US Vice-President J.D. Vance announced that no agreement was reached following 21 hours of negotiations with Iran in Islamabad, Pakistan. The talks, which began on Saturday and extended into the early hours of Sunday, ended without a breakthrough, according to Vance, who described the outcome as "bad news" for both Iran and the United States. "We've had a number of substantive discussions with the Iranians. That's the good news," Vance said during a press conference. "The bad news is that we have not reached an agreement." He did not respond to questions about the possibility of military conflict. Vance stated the US delegation was leaving with what he called "a final and best offer," a proposal he said would be presented to Iran for consideration.
Iranian foreign ministry spokesman Esmaeil Baqaei confirmed the intensity of the discussions, describing them as "intensive" and noting that mediation had continued "without interruption." He added that "numerous messages and texts have been exchanged between the two sides" throughout the marathon session. No timeline was provided for Iran's response to the US proposal. The location of the talks in Pakistan underscores the country's emerging role as a neutral ground for high-level diplomatic engagements between adversarial powers. Both delegations have refrained from disclosing the specifics of their proposals or the core issues that stalled progress. The failure to reach an agreement comes amid heightened regional tensions and ongoing concerns over nuclear proliferation in the Middle East. Officials have not confirmed whether follow-up talks are scheduled.
The most revealing detail in this diplomatic stalemate is not the lack of agreement, but the choice of Islamabad as the venue.
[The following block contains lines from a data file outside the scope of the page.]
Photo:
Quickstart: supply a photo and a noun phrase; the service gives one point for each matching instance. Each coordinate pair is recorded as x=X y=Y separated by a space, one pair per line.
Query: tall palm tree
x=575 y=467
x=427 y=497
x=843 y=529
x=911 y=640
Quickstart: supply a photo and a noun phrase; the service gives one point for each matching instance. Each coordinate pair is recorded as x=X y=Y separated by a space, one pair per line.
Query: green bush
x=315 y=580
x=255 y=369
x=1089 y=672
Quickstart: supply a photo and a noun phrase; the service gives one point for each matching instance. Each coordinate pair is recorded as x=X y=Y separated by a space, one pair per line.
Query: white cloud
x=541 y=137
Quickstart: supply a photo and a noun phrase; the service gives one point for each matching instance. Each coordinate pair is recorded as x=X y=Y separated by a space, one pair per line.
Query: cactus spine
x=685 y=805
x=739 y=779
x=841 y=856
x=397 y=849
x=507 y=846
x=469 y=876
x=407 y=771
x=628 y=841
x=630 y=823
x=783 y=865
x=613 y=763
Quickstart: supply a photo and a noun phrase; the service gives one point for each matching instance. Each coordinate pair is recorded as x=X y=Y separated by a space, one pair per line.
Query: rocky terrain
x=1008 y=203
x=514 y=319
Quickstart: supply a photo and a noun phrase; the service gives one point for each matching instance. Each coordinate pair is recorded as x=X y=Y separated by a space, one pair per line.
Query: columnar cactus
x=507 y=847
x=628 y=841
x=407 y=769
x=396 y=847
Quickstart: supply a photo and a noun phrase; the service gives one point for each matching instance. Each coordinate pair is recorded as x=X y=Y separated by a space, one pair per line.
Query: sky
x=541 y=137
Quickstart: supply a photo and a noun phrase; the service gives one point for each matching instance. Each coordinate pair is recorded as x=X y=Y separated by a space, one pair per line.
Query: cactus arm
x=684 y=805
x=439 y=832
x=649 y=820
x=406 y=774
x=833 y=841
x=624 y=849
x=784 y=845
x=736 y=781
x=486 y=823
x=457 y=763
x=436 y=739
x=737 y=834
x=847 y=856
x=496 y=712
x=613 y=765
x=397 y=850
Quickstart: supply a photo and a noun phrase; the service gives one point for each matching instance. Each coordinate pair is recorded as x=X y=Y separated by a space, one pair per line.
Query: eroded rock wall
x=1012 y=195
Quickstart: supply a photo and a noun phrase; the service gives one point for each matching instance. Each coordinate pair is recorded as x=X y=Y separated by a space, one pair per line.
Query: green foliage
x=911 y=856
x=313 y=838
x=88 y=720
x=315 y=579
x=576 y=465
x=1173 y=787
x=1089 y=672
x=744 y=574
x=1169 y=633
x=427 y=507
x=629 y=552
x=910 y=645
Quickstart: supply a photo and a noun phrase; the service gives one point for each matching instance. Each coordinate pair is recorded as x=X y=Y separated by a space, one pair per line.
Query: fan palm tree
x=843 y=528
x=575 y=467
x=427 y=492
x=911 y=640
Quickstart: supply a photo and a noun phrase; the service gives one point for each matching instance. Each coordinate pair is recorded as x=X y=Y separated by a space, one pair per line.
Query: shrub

That the US and Iran are relying on third-party soil for direct talks signals a complete erosion of bilateral trust, reduced to the bare minimum of backchannel diplomacy mediated through a non-Western power. Vance's framing of the failed talks as worse for the US than Iran contradicts traditional narratives of American leverage, suggesting Washington feels greater urgency to de-escalate—possibly due to broader strategic overextension in multiple global flashpoints.
This moment fits into a larger shift where middle powers like Pakistan, Qatar, and Oman are becoming indispensable diplomatic conduits, not because of economic might, but because they are not seen as aligned with Western blocs. Iran's willingness to engage at all, despite years of isolation, reflects its own pressures—economic strain, regional challenges, and internal unrest. Yet the refusal to accept the final US offer implies Tehran still believes it can withstand further sanctions or containment.
For African and other developing nations, the implications lie in the changing architecture of global influence. When superpowers need neutral ground to talk, it creates diplomatic openings for Global South countries to extract concessions in exchange for facilitation. Nigeria, with its regional stature, could position itself similarly—if it builds the institutional credibility to host such talks.
The key development to watch is whether Pakistan formalizes its role as a diplomatic broker, potentially reshaping its foreign policy and drawing new interest from African states seeking alternatives to Western-dominated mediation.